Os velhos esperam morrer na terra que os viu nascer.
Esperam e desesperam.
Sentem-se sós, desprezados e desrespeitados.
Já choram, porque vêem que a terra que amaram e onde foram felizes, mesmo na necessidade e na canseira, está ao abandono.
Adivinham que os homens e mulheres que ali nasceram e se foram embora só os visitam para comer, beber, defecar e urinar ao ar livre.
Explicam esses filhos adoptivos da urbanidade que é assim que se sentem bem.
Afirmam que amam a sua terra, mas essa não é a verdade, porque quem ama não trata com tanto desprezo aquilo que estima, respeita e defende.
Quase todos os políticos que conheço são oriundos das nossa aldeias. Sempre os ouvi dizer que uma das suas principais preocupações era defender o mundo rural, o seu mundo, o nosso mundo.
Afinal iludiram-nos e iludiram-se.
Mas as almas dos nossos antepassados hão-de persegui-los com a perseverança do respeito que lhes é devido.
19
Fev06

Os actos definem os homens

João Madureira
2004_1218torrervededo0035.JPG
Esta é a escola da minha terra.
Ou melhor, esta era a escola da minha terra porque para o ano vai encerrar.
Esta é a construção moderna que veio substituir o edifício antigo situado no centro da Torre de Ervededo e que antes de ser escola foi tribunal e prisão.
Agora as crianças da minha localidade vão rumar a outro edifício situado no Couto de Ervededo para aí aprenderem as primeiras letras.
Isto porque o Ministério da Educação vai fechar as escolas do primeiro ciclo com menos de dez alunos. Isto é, cerca de mil e quinhentas em todo o país.
Na escola para onde se deslocam nada vão encontrar de melhor nem de mais específico do que na que vão deixar. O que quer dizer que as condições de aprendizagem vão continuar a ser irrisórias. Nada acrescentam. Tudo fica na mesma perante o argumento falacioso da aposta na qualidade pedagógica invocada pelo Ministério da Educação.
O encerramento de estabelecimentos de ensino num país que precisa tanto de apostar na educação é, apesar dos argumentos invocados, um contra-senso. Porque por cada escola que se fecha, ainda que tenha poucos alunos, criam-se vários problemas, nomeadamente aos alunos, aos pais e até às comunidades onde estão inseridas.

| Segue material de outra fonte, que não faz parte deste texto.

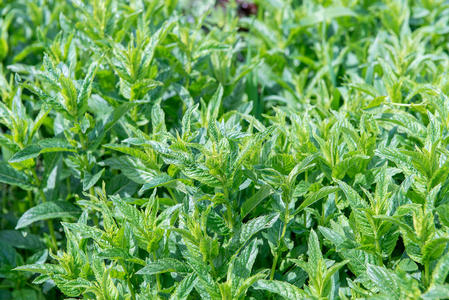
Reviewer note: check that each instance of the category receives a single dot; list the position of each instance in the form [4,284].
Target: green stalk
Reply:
[158,280]
[54,244]
[228,207]
[276,256]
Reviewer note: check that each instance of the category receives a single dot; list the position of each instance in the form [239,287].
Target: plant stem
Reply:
[158,280]
[284,230]
[273,267]
[228,208]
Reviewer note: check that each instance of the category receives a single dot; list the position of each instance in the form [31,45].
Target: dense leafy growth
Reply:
[230,150]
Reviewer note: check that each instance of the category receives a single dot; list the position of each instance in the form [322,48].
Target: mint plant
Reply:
[224,149]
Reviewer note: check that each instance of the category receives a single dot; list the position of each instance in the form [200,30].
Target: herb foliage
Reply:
[198,150]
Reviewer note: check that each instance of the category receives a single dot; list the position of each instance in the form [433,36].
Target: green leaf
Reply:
[164,265]
[11,176]
[385,280]
[43,146]
[354,199]
[316,196]
[156,181]
[252,227]
[90,180]
[20,240]
[48,210]
[314,250]
[282,288]
[441,270]
[255,200]
[185,287]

Então se a tudo isto juntarmos o facto desta cega e autista decisão ter sido tomada por um Governo que enche a boca na aposta do conhecimento, da qualificação, do desenvolvimento e da luta contra a desertificação do interior, vemos quanto as palavras sobram na boca dos políticos.
Por isso os protestos já se iniciaram e, estou em crer, vão alastrar por esse interior fora.
Quem encerra uma escola sabe perfeitamente que essa decisão vai ser definitiva em termos da liquidação dessa mesma localidade, transformando-a num cemitério fantasmagórico, onde os espectros e os espíritos se instalarão e aí bailarão com os espíritos dos nossos antepassados.
Porque uma escola sempre foi para nós um símbolo – um símbolo de progresso a que tivemos direito enquanto cidadãos de um país que precisava de um povo culto e civilizado.
E é este símbolo que agora acaba.
Mas lá diz o povo que quem ferros mata com ferros morre.